Paris, Jean Houzé, 1608.

EXEMPLAIRE EN MAROQUIN BLEU DU XVIIE SIÈCLE.

DE LA COLLECTION DES PRINCES DE LIECHTENSTEIN

[suivi de :] P. de Gommer, De l’Autourserie et de ce qui appartient au vol des oyseaux, Paris, Jean Houzé, 1608

Cinquième édition d’Arcussia, Troisième du Gommer

2 parties en 1 vol. in-8 (175 x 110 mm).
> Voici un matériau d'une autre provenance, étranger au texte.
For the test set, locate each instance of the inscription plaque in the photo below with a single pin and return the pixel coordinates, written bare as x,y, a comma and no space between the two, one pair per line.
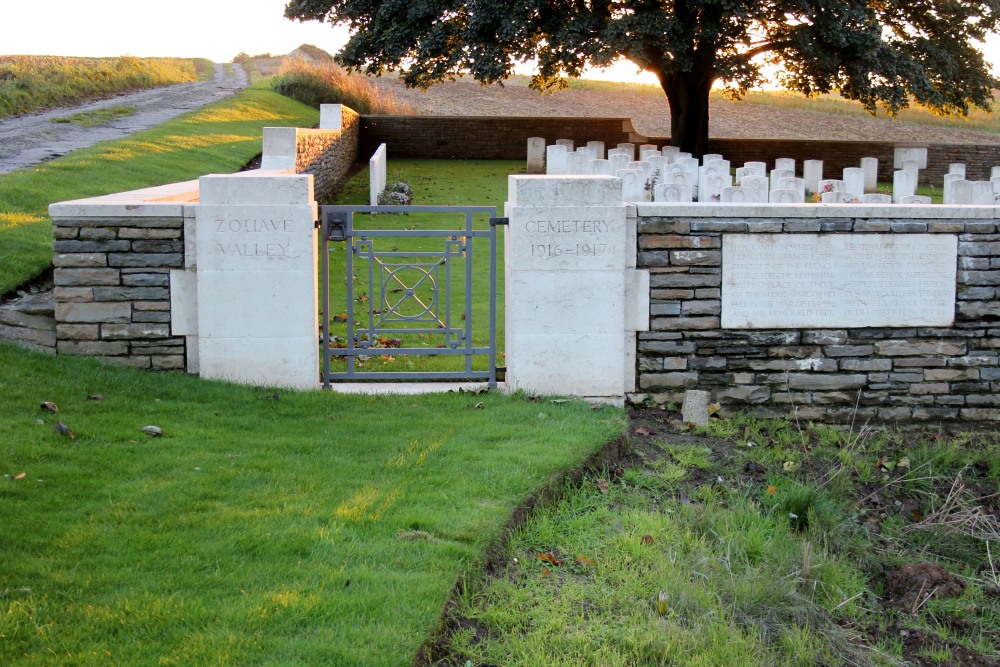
825,281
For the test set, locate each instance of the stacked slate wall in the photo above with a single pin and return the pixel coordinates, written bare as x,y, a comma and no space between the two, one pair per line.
904,374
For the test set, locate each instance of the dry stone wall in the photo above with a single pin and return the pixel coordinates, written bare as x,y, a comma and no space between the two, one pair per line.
842,374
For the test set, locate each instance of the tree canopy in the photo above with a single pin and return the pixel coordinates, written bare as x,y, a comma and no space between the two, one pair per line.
882,53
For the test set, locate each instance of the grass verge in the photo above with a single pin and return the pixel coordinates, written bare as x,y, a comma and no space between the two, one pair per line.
768,543
218,138
311,529
32,83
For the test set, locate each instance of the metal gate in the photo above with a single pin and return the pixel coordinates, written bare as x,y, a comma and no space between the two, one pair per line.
419,299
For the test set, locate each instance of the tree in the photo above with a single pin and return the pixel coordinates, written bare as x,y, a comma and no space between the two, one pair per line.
882,53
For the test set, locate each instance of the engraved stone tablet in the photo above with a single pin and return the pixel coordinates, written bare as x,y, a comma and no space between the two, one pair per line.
826,281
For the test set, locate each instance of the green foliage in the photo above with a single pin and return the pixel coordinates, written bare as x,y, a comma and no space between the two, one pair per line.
218,138
316,529
326,83
881,54
33,83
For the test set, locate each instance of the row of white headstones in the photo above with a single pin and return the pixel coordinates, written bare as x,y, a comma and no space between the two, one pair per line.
669,175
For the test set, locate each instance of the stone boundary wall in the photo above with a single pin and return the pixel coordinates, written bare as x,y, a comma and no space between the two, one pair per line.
506,138
112,279
843,375
328,155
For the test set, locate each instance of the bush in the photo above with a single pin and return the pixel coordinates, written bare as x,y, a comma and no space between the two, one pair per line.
326,83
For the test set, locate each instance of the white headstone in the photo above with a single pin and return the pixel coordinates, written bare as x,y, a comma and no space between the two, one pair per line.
536,155
377,175
870,167
331,117
555,160
633,184
812,174
785,163
854,181
904,184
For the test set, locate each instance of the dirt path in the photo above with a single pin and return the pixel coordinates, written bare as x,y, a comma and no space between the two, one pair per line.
28,140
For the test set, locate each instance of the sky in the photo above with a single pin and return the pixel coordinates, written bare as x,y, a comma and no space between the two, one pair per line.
215,29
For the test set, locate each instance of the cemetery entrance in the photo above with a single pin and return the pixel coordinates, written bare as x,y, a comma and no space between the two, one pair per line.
408,293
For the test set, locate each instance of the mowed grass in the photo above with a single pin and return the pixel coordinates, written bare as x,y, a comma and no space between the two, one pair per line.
218,138
434,183
308,529
33,83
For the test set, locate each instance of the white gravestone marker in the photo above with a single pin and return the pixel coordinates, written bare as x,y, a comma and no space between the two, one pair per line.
814,281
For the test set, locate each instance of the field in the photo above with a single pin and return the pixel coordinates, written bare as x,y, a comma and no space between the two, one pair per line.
36,83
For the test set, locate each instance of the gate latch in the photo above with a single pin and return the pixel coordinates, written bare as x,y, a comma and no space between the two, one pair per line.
336,226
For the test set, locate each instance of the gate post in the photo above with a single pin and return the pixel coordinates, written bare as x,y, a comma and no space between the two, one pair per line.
574,299
256,280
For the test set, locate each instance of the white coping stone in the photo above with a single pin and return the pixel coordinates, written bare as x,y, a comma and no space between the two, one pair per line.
279,149
785,163
904,184
870,167
555,160
982,193
331,117
567,284
536,155
903,153
376,175
672,192
601,168
786,196
778,174
577,163
854,181
839,197
948,190
257,281
633,184
812,174
843,280
876,198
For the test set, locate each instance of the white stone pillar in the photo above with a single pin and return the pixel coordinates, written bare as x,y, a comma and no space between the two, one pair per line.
256,280
574,299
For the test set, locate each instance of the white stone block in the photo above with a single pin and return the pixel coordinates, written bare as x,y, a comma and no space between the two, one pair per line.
279,149
377,170
331,117
904,184
598,148
854,181
870,167
555,160
536,155
812,174
785,163
838,280
904,153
Initiales gravées sur bois, titre en noir & rouge

COLLATION ET ILLUSTRATION : (1) a4 A-Z82A-K82L-N4 M3, (2M4 blanc), soit 528 pp. et 7 ff. de table, et 12 gravures sur cuivre (7 d’oiseaux et 5 d’instruments) placées en hors-texte, dont 1 dépliante ; (2) A-D8, soit 56 pp. et 1 gravure sur cuivre à pleine page
RELIURE DU XVIIe SIÈCLE. Maroquin bleu nuit, filets dorés d’encadrement sur les plats, dos long orné d’encadrements et de poinçoins dorés, tranches dorées
PROVENANCE : Princes de Liechtenstein (ex-libris) -- Hubert Lebaudy (ex-libris)
RARETÉ : l’édition originale de La Fauconnerie date de 1598 et manque à la BnF. Cinq exemplaires connus sont conservés en mains publiques : à Aix (x 2), Nîmes, Draguignan et Yale University. Un exemplaire se trouve au Moyen-Orient. R.-L. Frank et un autre bibliophile possèdent les deux derniers en mains privées à ce jour (cf. bibliographie). La deuxième édition, celle de 1599, n’est connue qu’à deux exemplaires, chez un collectionneur en vélin de l’époque (vendu par nos soins) et chez Charles Du Verne en maroquin du XIXe siècle (Paris, 5 octobre 2016, n° 9). La troisième édition ne se rencontre qu'avec l'exemplaire Paul Lebaudy (collection privée) et deux autres à la BnF. La quatrième édition de 1605, n’est connue qu’à un seul exemplaire.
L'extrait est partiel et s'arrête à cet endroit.